Caspases are a family of proteases that play essential roles in the initiation (e.g., caspase-8,-9) and execution (e.g., caspase-3) of apoptosis [44]. Thus, it is generally stated that they promote cell death, and their loss is connected to cancer development. However, it was documented that caspases can also be involved in tumorigenesis through a non-apoptotic pathway by influencing proliferation, invasion, and migration [45,46]. Commonly, the initiatory caspase zymogens are transformed into the active proteases by dimerization-induced conformational changes leading to the formation of active, cleaved forms. On the contrary, executioner caspases require cleavage by initiatory caspases for their activation [47]. Upon the results of the presented work, we observed that combining anti-MUC1 with both cisPt derivatives induced apoptosis by enhancement the expression of caspase-9 and -3 mRNAs. Such effect was also observed for the action of cisPt and mAb towards casp-3, but not casp-9. Surprisingly caspase-9 mRNA expression did not correlate with caspase-9 protein. We can assume that caspase-9 underwent such posttranslational modifications, which led to the decreased expression of the protein. We may also suggest too low sensitivity of Western blotting, below that of RT-PCR. Nevertheless, the expression of both forms of caspase-3 protein, pro- and cleaved, increased with higher intensity after combined therapy. Our result, revealing increased caspase-3 expression after applied therapy in comparison to untreated control, points to leading cancer cells to apoptosis. Interestingly, Huang et al. [48] have reported a higher level of caspase-3 protein in untreated malignant, comparing to nonmalignant breast tissue. It was explained by the activation of caspase-3 in dying cancer cells what resulted in tumor cell repopulation and further growth.

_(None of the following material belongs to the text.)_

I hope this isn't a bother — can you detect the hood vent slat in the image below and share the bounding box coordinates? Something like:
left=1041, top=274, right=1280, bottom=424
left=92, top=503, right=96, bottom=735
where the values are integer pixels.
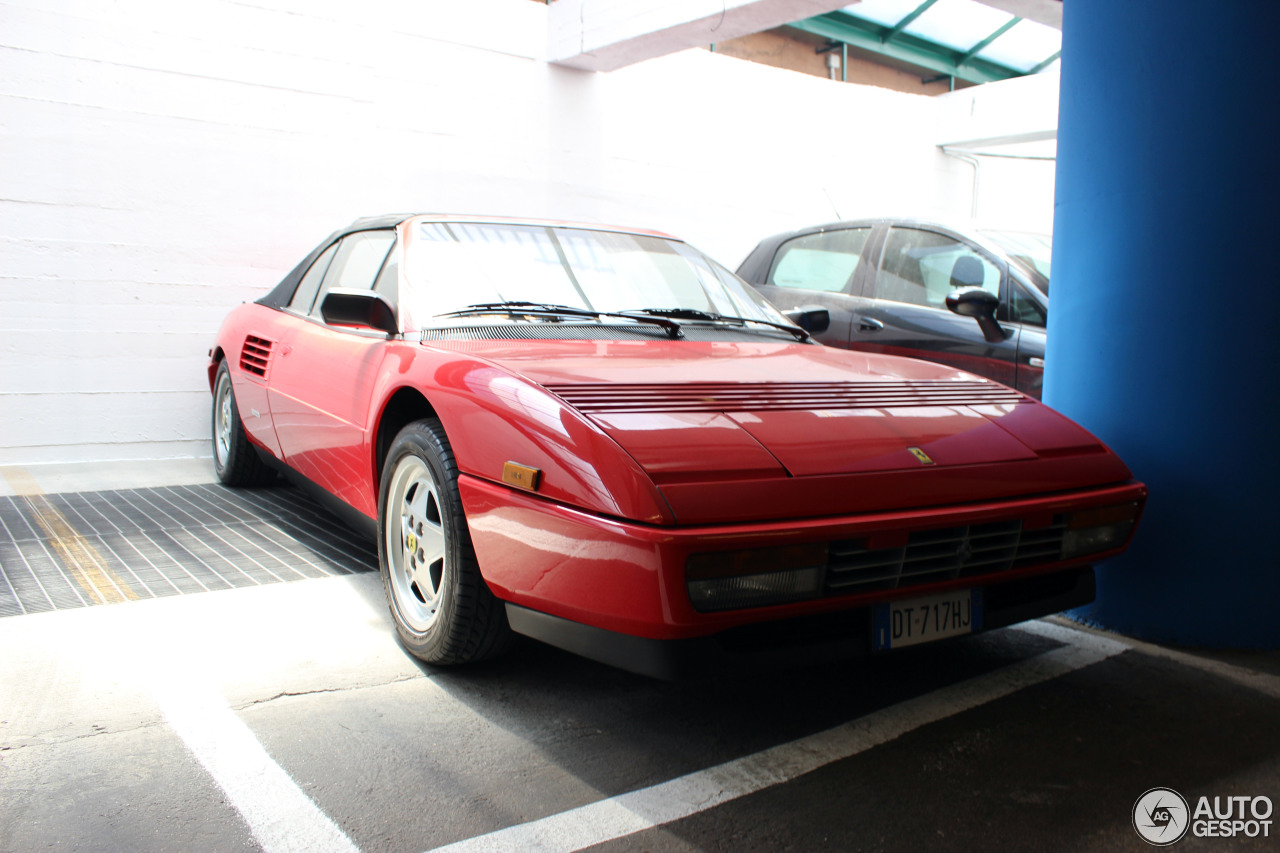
left=547, top=379, right=1028, bottom=415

On many epithelial-origin cancer cells, MUC1 is enriched by specific tumor-associated carbohydrate antigens (TACAs), including Tn, T, sTn, and sT sugar structures. They are overexpressed on the surface of cancer cells compared to those on normal tissues [49]. It has been reported that the presence of such truncated glycan structures plays a key role in tumor initiation, progression, and metastasis as TACAs are able to interact with many factors participating in signaling pathways promoting cancer development (leading to the creation of a pro-tumor microenvironment, favoring tumor progression and metastasis) [50]. TACAs expression levels have been used as biomarkers of poor prognosis [51]. Moreover, they have been recently proposed as a specific “glycol-code” that could be considered as a novel immune checkpoint, offering new immunotherapeutic opportunities [49,50]. In our study, we assumed that anti-MUC1 based therapy could also block MUC1 associated TACAs expression. Thus, our results revealing significant inhibition of Tn, T antigens, and their sialylated forms, enhanced by combined therapy, strongly support the rationality of potential anti-MUC1 application in gastric cancer treatment.

5. Conclusions

Summarizing our results, we suggest the application of two pyrazole-berenil cisPt complexes combined with anti-MUC1 monoclonal antibody as a promising strategy in gastric cancer treatment, more effective than monotherapy. Generally, the anti-MUC1 addition to cisplatin derivatives enhanced pro-apoptotic effects towards Bax, Bad, Bcl-xL Bcl-2, caspases, and TACAs in comparison to untreated control and monotherapy. We realize that not all our results seem to be consistent. Some of them need to be elucidated in the next experiments, planned to be continued in the subject. We are also aware of a limitation of the presented study concerning the usage of only one cancer cell line. In the future, we are going to expand our research by applying at least one more gastric cancer cell line.